Comme ce lieu où semblent se diriger, ils l'ignorent encore, les deux jeunes gens. L'île de Recouvrance, dont le nom fait penser à Brest et un de ses quartiers fameux. Mais aussi à l'île de Batz (plus au nord), avec certains côtés de sa description : surtout son jardin botanique, protégé du climatique océanique et qui permet de voir en Bretagne pousser et s'épanouir des plantes exotiques. Lieu dont le nom semble promettre une nouvelle chance ou un moyen de revenir à un état ancien et souhaité. Avant les dégâts commis à la planète. Aux femmes et aux hommes. On est loin ici des solutions sans doute difficilement réalisables d'Elisa Beiram (Le Premier jour de paix) ou de la bienveillance trop naïve des récits de Becky Chambers (Un psaume pour les recyclés sauvages et Une prière pour les cimes timides). le futur proposé par Émilie Querbalec s'inscrit dans la suite directe de ce que nous vivons. Et c'est ce qui renforce l'impression de profondeur de ses descriptions.

Comme dans ses oeuvres précédentes parues chez A.M.I., Émilie Querbalec n'hésite à user de ruptures de construction. L'histoire que nous suivons pendant la première moitié du récit va prendre une toute autre tournure à la page 121. Soit presque pile au centre de l'ouvrage. Ensuite, elle embraye sur une histoire qui a évidemment des liens profonds avec tout ce que nous avons lu depuis le début, mais qui part dans une autre direction, une autre ambiance, plus proche de la SF que du fantastique qui imprégnait les premières pages. Mais je m'arrête là, ne voulant pas vous ôter le plaisir de ce bouleversement. Je tenais tout de même à évoquer ce changement, car j'ai lu dans pas mal de critiques de Quitter les monts d'automne et, surtout, des Chants de Nüying se plaindre de ce manque de linéarité et donc de cette perturbation dans leurs attentes. Cela peut légitimement s'entendre, même si de mon côté j'avais apprécié ces variations. D'où mon avertissement : ici aussi vous serez un peu secoué. Mais cela, à mon avis, s'avère tout à fait justifié. Et je dois avouer que cette bifurcation m'a très agréablement surpris, car je me demandais bien comment Émilie Querbalec allait pouvoir continuer son récit.
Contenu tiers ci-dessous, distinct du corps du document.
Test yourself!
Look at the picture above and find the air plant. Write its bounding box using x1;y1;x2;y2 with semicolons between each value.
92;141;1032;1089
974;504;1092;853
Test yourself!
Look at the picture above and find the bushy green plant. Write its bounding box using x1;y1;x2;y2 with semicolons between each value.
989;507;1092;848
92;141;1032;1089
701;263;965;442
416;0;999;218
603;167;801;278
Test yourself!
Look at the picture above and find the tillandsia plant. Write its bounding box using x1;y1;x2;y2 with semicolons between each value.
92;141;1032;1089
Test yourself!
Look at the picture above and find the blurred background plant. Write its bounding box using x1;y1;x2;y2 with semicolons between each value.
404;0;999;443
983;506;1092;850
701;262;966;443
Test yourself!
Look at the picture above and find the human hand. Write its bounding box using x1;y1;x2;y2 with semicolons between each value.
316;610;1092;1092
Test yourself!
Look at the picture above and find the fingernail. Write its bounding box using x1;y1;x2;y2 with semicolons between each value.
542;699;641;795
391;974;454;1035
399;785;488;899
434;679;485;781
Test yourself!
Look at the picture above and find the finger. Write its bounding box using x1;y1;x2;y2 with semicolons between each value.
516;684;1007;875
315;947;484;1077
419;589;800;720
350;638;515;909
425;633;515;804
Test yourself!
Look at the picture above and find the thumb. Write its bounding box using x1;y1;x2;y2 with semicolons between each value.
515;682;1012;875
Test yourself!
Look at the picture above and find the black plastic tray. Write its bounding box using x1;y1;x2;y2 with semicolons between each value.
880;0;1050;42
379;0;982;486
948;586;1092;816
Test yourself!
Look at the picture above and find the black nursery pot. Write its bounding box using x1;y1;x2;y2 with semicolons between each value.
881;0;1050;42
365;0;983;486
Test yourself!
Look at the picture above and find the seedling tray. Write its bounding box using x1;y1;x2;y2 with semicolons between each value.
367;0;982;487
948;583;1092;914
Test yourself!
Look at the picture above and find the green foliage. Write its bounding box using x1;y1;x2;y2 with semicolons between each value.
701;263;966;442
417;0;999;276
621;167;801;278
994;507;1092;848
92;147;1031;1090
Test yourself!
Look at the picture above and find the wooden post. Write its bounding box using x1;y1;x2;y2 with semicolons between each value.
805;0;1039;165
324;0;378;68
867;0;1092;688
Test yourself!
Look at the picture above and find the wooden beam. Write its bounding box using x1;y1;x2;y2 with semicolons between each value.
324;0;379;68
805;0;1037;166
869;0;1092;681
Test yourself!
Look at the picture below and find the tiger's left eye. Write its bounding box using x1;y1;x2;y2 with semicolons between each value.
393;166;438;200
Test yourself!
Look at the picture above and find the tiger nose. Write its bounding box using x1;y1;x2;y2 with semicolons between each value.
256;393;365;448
Autre grand changement : l'espace est totalement absent de ce roman. Même la technologie est reléguée à l'arrière-plan. La modernité vient plutôt des plantes, de la terre encore. C'est de là que vient la solution qui peut permettre de s'en sortir, de compenser. Alors bien sûr, on a encore besoin d'électronique pour aider, pour soigner. Mais cela ne vient qu'après le passage du monde vivant.

Il y aurait encore beaucoup à dire tant ce roman est riche et construit, empli d'indices glissés dès les premières pages et qui auront un sens plus tard, beaucoup plus tard. Et aussi de références à d'autres textes plus anciens (comme Voltaire et son Candide). Mais en parler ici dévoilerait trop et ce n'est pas mon but.

Les Sentiers de Recouvrance est un roman court, mais il transporte loin et vite. Les paysages décrits par Émilie Querbalec se sont imposés à moi avec force et précision. Je me suis vu cheminer à travers eux en compagnie de Nas et d'Ayden. Puis, après le changement de cap, j'ai continué sans effort à les accompagner dans leur parcours difficile mais positif. Je reste un admirateur de l'oeuvre de cette autrice, qui n'hésite pas à surprendre, et j'attends, confiant, de voir dans quelle direction elle va nous mener la prochaine fois.